Wenig Platz für Logistik
Eine Baustelle wie diese braucht eine gut durchdachte Baustelleninstallation, vor allem auch deswegen, weil die Zufahrt zur Baustelle über die Rückseite zu erfolgen hat. Die verkehrsreiche Papiermühlestrasse darf als Zufahrt nicht benutzt werden. Das bedeutet Einbahnverkehr für die Baustellenfahrzeuge, alle Lastwagen müssen auf der Baustelle wenden. Der Lagerumschlagplatz ist knapp. Angeliefertes Material wird just-in-Time bestellt und verbaut. Dies ist vor allem wegen der zu verbauenden BetonStützen und dem vielen Schalungsmaterial ein Dauerthema, wie Projektleiter Rätz erklärt. «Wir sind permanent am Optimieren, was ein grosser organisatorischer Mehraufwand für die Poliere ist.» Betoniert wird mit der Betonpumpe, um die beiden Kräne für das Versetzen von Stützen und Schalungsmaterial frei zu halten

Anspruchsvoller Sichtbetonbau
Stützen und Wände des Gebäudes werden in Sichtbetonoptik ausgeführt. «Die Schalungsoberfläche der innenseitig erstellten Wände ist sehr fein. Der verwendete Sichtbeton wird mittels Beimischung von 3% Titanoxid leicht aufgehellt», erklärt Rätz. Mit dem Ergebnis darf er zufrieden sein. Die bereits ausgeschalten Wände sind gut gelungen. Nun werden die scharfen Kanten der Wände zum Schutz abgedeckt, genauso wie diejenigen der bereits versetzten vorgefertigten Sichtbetonstützen. Höchste Sorgfalt ist angesagt beim Polier und den ausführenden Bauarbeitern. «Die Genauigkeit wird sehr hoch bewertet. Wir arbeiten hier nach halben SIA-Toleranzen», so Rätz.
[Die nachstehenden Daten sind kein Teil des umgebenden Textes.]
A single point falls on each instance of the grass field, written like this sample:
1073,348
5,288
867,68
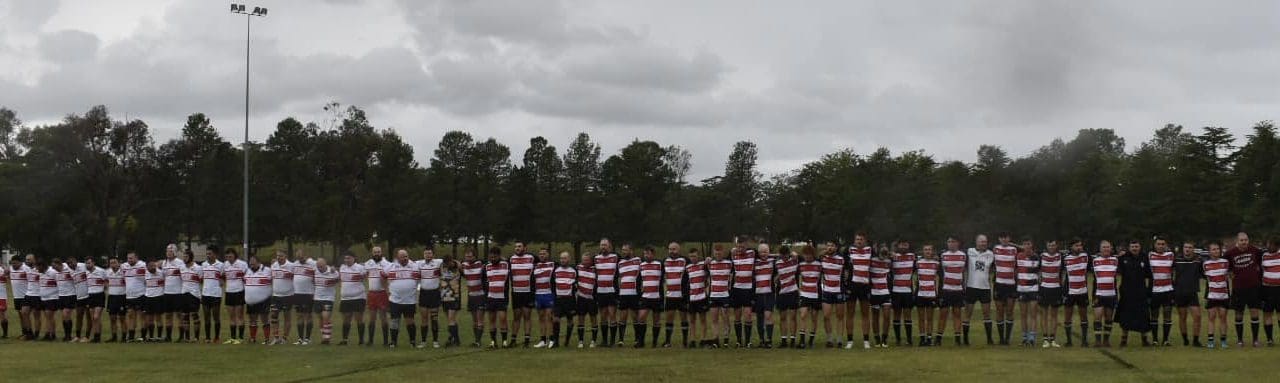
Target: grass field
37,361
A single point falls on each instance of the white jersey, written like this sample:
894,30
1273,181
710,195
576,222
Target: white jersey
211,276
374,274
115,282
282,278
402,282
96,281
18,279
304,277
327,285
430,273
135,279
352,282
979,268
257,285
80,277
172,272
234,276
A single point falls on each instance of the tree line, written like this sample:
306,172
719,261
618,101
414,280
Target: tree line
91,185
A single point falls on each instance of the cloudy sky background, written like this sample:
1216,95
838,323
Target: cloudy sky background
799,78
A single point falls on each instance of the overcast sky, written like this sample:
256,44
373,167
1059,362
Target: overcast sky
801,78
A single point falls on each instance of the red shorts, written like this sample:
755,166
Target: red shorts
378,300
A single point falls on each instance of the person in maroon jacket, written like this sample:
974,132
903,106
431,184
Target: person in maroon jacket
1246,282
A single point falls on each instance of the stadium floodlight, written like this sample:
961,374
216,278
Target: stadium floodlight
257,12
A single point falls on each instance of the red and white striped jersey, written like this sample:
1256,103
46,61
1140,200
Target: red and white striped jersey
764,276
696,274
881,270
1028,278
832,270
744,270
1270,268
586,281
1161,270
606,273
786,269
810,278
1216,272
952,270
721,273
629,272
1105,270
650,279
496,277
673,277
860,264
543,277
1051,270
1077,273
904,264
522,272
1006,263
566,277
472,272
927,277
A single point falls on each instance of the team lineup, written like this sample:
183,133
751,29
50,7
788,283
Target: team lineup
741,291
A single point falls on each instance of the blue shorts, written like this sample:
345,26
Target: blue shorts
544,301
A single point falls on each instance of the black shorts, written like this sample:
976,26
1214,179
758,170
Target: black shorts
629,302
858,292
1217,304
475,302
606,300
1244,297
764,302
952,299
652,305
673,305
400,310
812,304
260,308
901,300
1161,300
1270,296
522,300
1051,297
494,305
1006,292
115,305
565,306
430,299
304,302
740,297
351,306
977,295
698,306
789,301
97,300
234,299
586,306
1185,300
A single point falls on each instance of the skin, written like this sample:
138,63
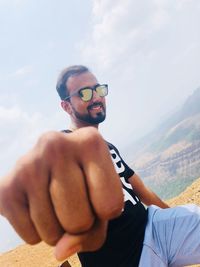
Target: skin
66,175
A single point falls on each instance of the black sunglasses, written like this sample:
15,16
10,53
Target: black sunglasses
86,93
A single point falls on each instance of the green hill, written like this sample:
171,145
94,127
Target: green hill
168,159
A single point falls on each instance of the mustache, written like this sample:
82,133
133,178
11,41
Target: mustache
95,104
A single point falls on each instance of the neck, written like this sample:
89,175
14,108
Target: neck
74,126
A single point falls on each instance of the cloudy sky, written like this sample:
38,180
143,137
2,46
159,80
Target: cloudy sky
147,51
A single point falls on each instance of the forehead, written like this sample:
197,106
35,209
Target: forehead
82,80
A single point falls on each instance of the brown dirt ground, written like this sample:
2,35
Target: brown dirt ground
42,255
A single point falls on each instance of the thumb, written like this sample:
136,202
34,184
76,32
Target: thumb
88,241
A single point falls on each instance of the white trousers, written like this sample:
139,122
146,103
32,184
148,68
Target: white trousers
172,237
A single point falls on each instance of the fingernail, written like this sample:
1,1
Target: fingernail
63,254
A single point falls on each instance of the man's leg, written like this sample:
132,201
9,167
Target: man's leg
172,237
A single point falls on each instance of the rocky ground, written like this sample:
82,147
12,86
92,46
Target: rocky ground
42,255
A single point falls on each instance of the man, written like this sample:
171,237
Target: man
66,191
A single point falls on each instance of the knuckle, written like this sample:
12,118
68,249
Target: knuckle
81,227
52,239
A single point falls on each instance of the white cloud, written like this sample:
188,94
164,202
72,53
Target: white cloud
23,71
19,132
144,49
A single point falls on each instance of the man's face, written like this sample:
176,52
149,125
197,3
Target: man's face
91,112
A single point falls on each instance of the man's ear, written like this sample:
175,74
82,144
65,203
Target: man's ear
66,105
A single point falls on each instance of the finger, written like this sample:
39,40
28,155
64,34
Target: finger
90,241
69,196
41,209
14,206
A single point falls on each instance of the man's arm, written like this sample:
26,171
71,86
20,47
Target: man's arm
145,194
59,192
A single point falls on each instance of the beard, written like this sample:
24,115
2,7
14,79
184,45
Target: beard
88,118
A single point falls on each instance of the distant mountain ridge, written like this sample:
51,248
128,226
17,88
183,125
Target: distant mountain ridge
168,159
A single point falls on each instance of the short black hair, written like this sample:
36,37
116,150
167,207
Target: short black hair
68,72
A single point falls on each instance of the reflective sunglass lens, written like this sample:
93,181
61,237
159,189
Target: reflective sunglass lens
86,94
102,90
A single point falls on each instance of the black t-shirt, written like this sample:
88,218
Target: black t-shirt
125,235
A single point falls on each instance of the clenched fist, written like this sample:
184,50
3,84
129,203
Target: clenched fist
63,192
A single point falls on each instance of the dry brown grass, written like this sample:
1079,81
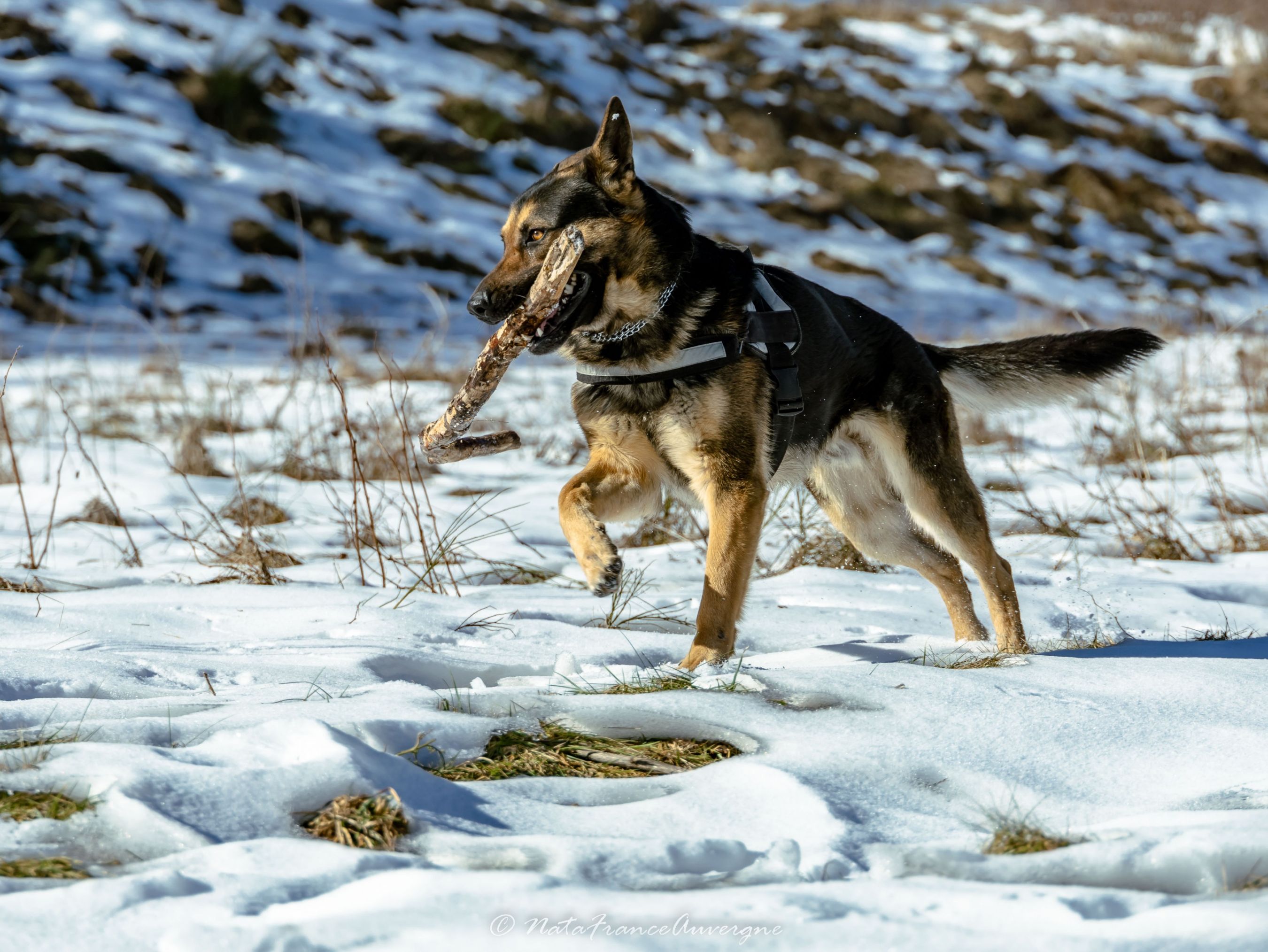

Ein Rasterbau für moderne Arbeitswelten
Das Gebäude D wird als sechsgeschossiger Neubau mit Atrium erstellt. Gebaut wird eine Grundstruktur, die in Zukunft verschiedenste Nutzungen abdecken kann. Dafür werden die Büroräume Stockwerk für Stockwerk im gleichen Raster angeordnet. Die Aussenwände bestehen aus einer offenen Glas-Stützen-Kombination, genauso wie die Innenwände zum Atrium hin. Dafür werden im ganzen Gebäude rund 2'300 Betonstützen verbaut. «Rund 390 sind es pro Stockwerk», erklärt Rätz. «Sie sehen alle fast gleich aus, sind es aber nicht.» So gebe es tragende Stützen, nichttragende Stützen und etliche mit massgeschneiderten Ausschnitten für Elektroinstallationen, oder solche mit Überlänge (acht Meter hoch), wie sie für das Atrium verwendet werden. Diese sind bereits versetzt und werden derzeit durch Richtstützen gehalten. Später werden sie mittels Spezialkonsolen einseitig an die Deckenarmierung des Erdgeschosses angeschlossen.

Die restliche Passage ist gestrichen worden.